Have posted another set of results, finally (and hopefully) the correct ones this time. :)

The first set (r148010) corresponds to Dromaeo results for a clean build.

The second set (r148010-ternary) corresponds to the following change:
    const AtomicString caseAdjustedName = shouldIgnoreAttributeCase ? name.lower() : name;

The third set (r148010-withIf()) corresponds to the following change:
    AtomicString caseAdjustedName = name;
    if (shouldIgnoreAttributeCase)
         caseAdjustedName = name.lower();
[Considering branch prediction, this should perhaps be a little faster than the previous approach. (??)]

And the last set (r148010-ternaryWithRef) is for:
    const AtomicString& caseAdjustedName = shouldIgnoreAttributeCase ? name.lower() : name;
Surprisingly the last set (with the const ref) deteriorates the performance even more!

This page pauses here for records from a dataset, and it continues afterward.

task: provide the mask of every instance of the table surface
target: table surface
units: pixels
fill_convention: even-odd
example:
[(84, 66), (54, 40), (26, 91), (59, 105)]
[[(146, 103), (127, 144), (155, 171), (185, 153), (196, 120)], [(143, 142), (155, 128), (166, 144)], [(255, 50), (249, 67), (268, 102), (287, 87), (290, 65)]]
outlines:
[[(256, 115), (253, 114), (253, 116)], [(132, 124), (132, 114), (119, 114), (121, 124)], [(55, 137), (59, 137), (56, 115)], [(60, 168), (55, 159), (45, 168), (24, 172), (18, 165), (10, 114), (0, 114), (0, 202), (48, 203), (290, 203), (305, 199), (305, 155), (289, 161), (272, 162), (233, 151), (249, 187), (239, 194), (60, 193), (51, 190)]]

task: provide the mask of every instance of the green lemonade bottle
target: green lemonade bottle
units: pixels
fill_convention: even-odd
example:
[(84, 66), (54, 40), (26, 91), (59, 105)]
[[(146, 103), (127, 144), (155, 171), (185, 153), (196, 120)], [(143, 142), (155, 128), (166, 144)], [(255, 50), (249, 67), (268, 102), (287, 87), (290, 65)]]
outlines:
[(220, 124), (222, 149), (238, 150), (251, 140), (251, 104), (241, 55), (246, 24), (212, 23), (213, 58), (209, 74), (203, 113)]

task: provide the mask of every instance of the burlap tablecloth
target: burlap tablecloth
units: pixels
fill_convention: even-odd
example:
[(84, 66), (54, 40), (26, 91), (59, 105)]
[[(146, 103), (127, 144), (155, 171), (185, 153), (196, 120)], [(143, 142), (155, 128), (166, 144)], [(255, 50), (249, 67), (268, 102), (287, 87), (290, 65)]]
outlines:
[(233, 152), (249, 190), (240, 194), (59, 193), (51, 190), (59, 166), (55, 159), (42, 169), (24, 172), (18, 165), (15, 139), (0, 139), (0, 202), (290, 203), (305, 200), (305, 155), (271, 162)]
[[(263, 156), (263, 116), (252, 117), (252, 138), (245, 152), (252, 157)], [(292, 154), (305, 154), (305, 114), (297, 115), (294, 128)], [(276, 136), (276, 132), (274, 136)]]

The second set (using if() with def initialization) shows an improved performance for most of the cases save for three:
/Dromaeo/jslib-attr-jquery
/Dromaeo/jslib-attr-prototype
/Dromaeo/jslib-modify-prototype
for which there is a marked performance deterioration.

Would appreciate your opinion for these results.
Comment 33 Andreas Kling 2013-04-17 07:38:44 PDT
Comment on attachment 192176 [details]
Patch

Okay, I think this will work as-is. I'm pretty sure that the variations in your test results are noise.
We'll get more stable numbers when this gets tested on the perf bots.
So r=me.
Comment 34 WebKit Commit Bot 2013-04-17 09:13:22 PDT
Comment on attachment 192176 [details]
Patch

Clearing flags on attachment: 192176

Committed r148614: <http://trac.webkit.org/changeset/148614>
Comment 35 WebKit Commit Bot 2013-04-17 09:13:25 PDT
All reviewed patches have been landed.  Closing bug.